When I was in elementary school, just as my buddies and I were discovering girls, we became interested in ID bracelets. An ID bracelet is an ornamental accessory that’s engraved with the wearers name given as a gift to bestow upon the girl he was “”going steady”” with. Like playing furtive games of Spin the Bottle (or the much racier Seven Minutes in Heaven), offering your ID bracelet to a girl was a rite of passage, a precursor to all of the inept fumbling and bumbling attendant to a boy’s ascendance to manhood.
I also remember an other angst associated with ID bracelets but this one on a more personal level. Most of my friends bracelets were sterling silver. The one my mother bought me was stainless steel, which made it a much less valuable tool of seduction. It was among my first inklings that, financially speaking, people are not all created equal. And at that awkward age, I didn’t need any additional challenges to make a good impression on 12 year-old girls. So I did what every upwardly striving wannabe-rich-but-stolidly-middle-class kid would do: I tried to scratch off the stainless steel engraving.

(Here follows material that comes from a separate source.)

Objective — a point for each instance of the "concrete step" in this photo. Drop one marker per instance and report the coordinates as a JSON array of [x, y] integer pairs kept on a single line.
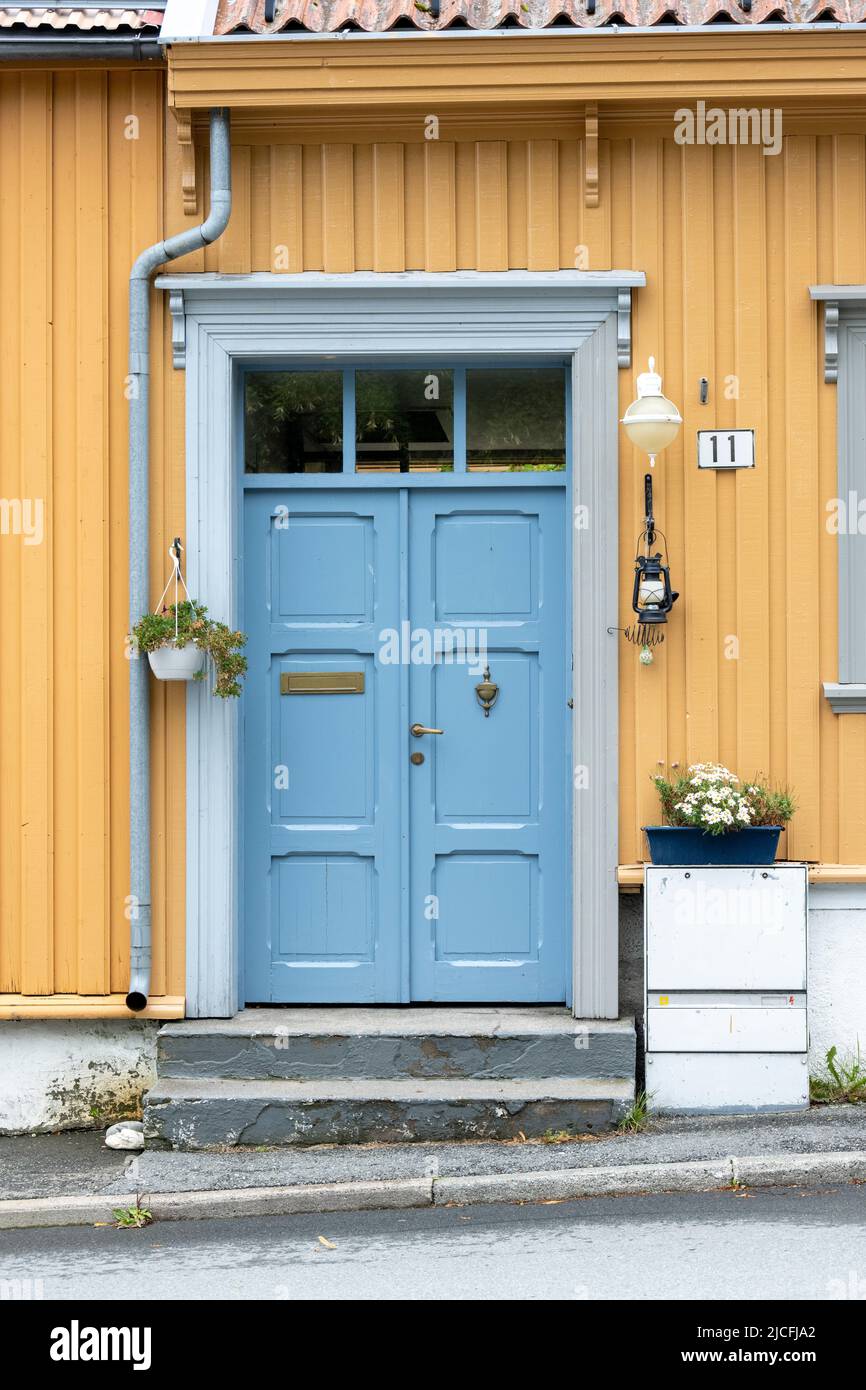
[[403, 1043], [209, 1112]]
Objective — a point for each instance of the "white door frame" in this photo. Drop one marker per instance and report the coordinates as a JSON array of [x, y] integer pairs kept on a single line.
[[220, 321]]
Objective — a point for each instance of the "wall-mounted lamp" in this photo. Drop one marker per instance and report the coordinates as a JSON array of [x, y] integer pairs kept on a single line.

My mother knew I wasn’t happy with my ID bracelet, so she took me to the jeweler for a return. That’s when I started getting nervous, because sure enough, the jeweler immediately noticed the scratch marks. I stood there denying my knowledge or involvement to the very end. I’m sure my mother knew that I was, somehow, responsible. I wish I knew the jeweler to apologize for my behavior.
I ended up giving my new ID bracelet to Debbie S., a perky brunette who was way cooler than me. She told me she lost it, but I’m not so sure. She probably just got tired of scraping off the stainless steel.